Katliamın ardından ülkenin her yanındaki üniversitelerde ve liselerde yaygın boykotlar örgütlendi. Binlerce üniversiteli, barış nöbetlerinde, üniversite içinde yapılan anmalarda, okullarda ve kentlerde yapılan yürüyüşlerde kaybedilen arkadaşlarının hesabını soracaklarının sözünü verdi. Önümüzdeki süreçte de üniversitelerin kitlesel yan yana gelişler, anmalar örgütlemeye devam etmeleri, katliamın unutulmaması ve yaratılmak istenen kitle pasifikasyonuna izin verilmemesi için önemli bir yerde durmaktadır.
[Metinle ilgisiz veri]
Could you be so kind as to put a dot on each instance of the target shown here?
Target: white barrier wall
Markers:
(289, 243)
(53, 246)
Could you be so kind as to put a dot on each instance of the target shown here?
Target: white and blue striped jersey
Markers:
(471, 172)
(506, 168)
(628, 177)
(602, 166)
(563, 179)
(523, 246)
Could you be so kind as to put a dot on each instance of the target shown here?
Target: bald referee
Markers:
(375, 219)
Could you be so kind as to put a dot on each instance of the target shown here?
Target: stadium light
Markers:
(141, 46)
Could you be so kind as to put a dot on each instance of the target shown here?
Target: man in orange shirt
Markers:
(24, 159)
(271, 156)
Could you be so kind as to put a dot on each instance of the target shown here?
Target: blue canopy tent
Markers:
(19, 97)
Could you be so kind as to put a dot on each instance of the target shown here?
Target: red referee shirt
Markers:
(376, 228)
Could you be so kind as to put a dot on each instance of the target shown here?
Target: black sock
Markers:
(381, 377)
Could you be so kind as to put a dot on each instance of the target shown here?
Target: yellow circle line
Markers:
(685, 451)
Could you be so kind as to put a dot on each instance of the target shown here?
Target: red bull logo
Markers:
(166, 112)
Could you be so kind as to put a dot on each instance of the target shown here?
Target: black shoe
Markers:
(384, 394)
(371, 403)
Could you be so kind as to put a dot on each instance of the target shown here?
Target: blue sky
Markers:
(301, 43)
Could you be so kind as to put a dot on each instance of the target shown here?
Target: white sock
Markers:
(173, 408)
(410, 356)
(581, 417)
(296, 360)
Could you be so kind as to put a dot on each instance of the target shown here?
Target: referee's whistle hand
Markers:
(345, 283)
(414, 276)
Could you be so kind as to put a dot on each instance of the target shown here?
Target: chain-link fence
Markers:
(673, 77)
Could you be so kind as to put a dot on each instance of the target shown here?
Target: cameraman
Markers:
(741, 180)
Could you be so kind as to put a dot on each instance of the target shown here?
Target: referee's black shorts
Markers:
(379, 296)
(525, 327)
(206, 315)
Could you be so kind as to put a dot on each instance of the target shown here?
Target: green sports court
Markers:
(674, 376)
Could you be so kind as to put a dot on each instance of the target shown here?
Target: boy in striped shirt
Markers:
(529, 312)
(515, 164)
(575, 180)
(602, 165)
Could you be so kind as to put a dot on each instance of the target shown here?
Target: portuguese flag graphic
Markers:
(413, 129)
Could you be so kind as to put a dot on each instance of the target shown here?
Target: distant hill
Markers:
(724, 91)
Önümüzdeyse ilk olarak 1 Kasım seçimleri duruyor. 10 Ekim’den bugüne dek üniversitede de sokakta da AKP’ye seçim çalışması yaptırmamaya yönelik iradi eylemler gerçekleşti. Üniversitede AKP’nin sözcülüğünü yapan akademisyenler ve yandaş rektörler teşhir edilirken, sokakta da AKP’nin seçim araçları kovuldu, pek çok yerde AKP’nin seçim afişleri katil yazılarıyla donatıldı. Üniversiteliler, üniversiteden AKP’ye neden oy çıkmayacağını anlatırken, AKP’ye “gençliği tavlayamazsınız” dediler.
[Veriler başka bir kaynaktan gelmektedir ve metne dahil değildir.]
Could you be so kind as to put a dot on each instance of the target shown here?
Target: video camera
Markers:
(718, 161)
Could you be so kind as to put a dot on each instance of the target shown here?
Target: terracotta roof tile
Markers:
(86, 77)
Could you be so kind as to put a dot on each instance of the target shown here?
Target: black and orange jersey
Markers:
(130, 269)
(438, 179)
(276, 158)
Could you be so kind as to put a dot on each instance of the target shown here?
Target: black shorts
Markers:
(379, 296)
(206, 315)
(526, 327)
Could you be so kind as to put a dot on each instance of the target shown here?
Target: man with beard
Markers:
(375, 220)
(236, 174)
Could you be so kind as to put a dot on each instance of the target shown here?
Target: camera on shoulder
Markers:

1 Kasım seçimlerinde AKP’nin 7 Haziran’da olduğu gibi yeniden planlarını bozmak gerekiyor. Daha da önemlisi AKP’nin kendisine karşı olan tepkileri Kürt halkına ve HDP’ye yönlendirmesine engel olmak, Türk ve Kürt halklarının AKP’ye ve saraya karşı ortak mücadele zeminlerini güçlendirmek gerekmektedir. Batıda HDP’li olmayan sosyalistlerin başlattığı “Saray Yenilecek, Halk Kazanacak” kampanyası ve bu kampanyayla HDP’ye oy istenmesi, müşahitlik çağrısı yapılması bunun gerçekleşmesi için atılmış önemli bir adım. AKP’nin tetiklediği şovenizmle Türk ve Kürt gençlerini birbirine düşman etmesine izin vermemek, biz üniversitelilerin sorumluluğudur. Bu bilinçle hareket eden üniversiteliler, Saray Yenilecek Halk Kazanacak kampanyasının üniversite forumunda bir araya geldiler. AKP faşizmine karşı “Gençlik Kol Kola mücadele edecek” diyen üniversiteliler, gençliği AKP’ye karşı sokakta ve sandıkta mücadele etmeye, 1 Kasım’da HDP’ye oy vermeye ve sandıkları korumaya çağırdılar.
1 Kasım seçimi bu açıdan önemli de olsa esas meselemiz 1 Kasım’dan sonrasıdır. 7 Haziran’ın gösterdiği en önemli şeylerden birisi AKP’nin sandıkta yenilse bile yıkılmayacağıdır. AKP’nin yıkılacağı yer sokaktır. Gençlik, sarayın savaşına karşı barış ve faşizme karşı özgürlük mücadelesini sokakta büyütmek için inisiyatif almalıdır. Bu sebeple 1 Kasım’ın ardından tüm üniversitelileri amfi amfi, fakülte fakülte örgütlenmeye; Ankara’nın hesabını sormaya çağıracağız.
Bugüne dek üniversitelerde AKP karşısında biriktirdiğimiz deneyimlerimizle, yaygınlığımızla ve örgütlülüğümüzle biz hazırız. AKP faşizmine karşı mücadelenin yine en önünde yer alacağız. Daha kararlıyız, ne yitirdiklerimizi unutacak ne de umudumuzu kaybedeceğiz. Gözünü kan bürümüş iktidarı da onun biricik sarayını da tarihin çöplüğüne göndereceğiz.
Sarayın ardında özgürlük hâlâ bizleri bekliyor.
Ve özgürlüğe giden yol hâlâ engebeli, dolambaçlı ve sarp.
Her şeye rağmen o yolda yürümeye devam edenler katillerin iktidarını yerle bir edecekler.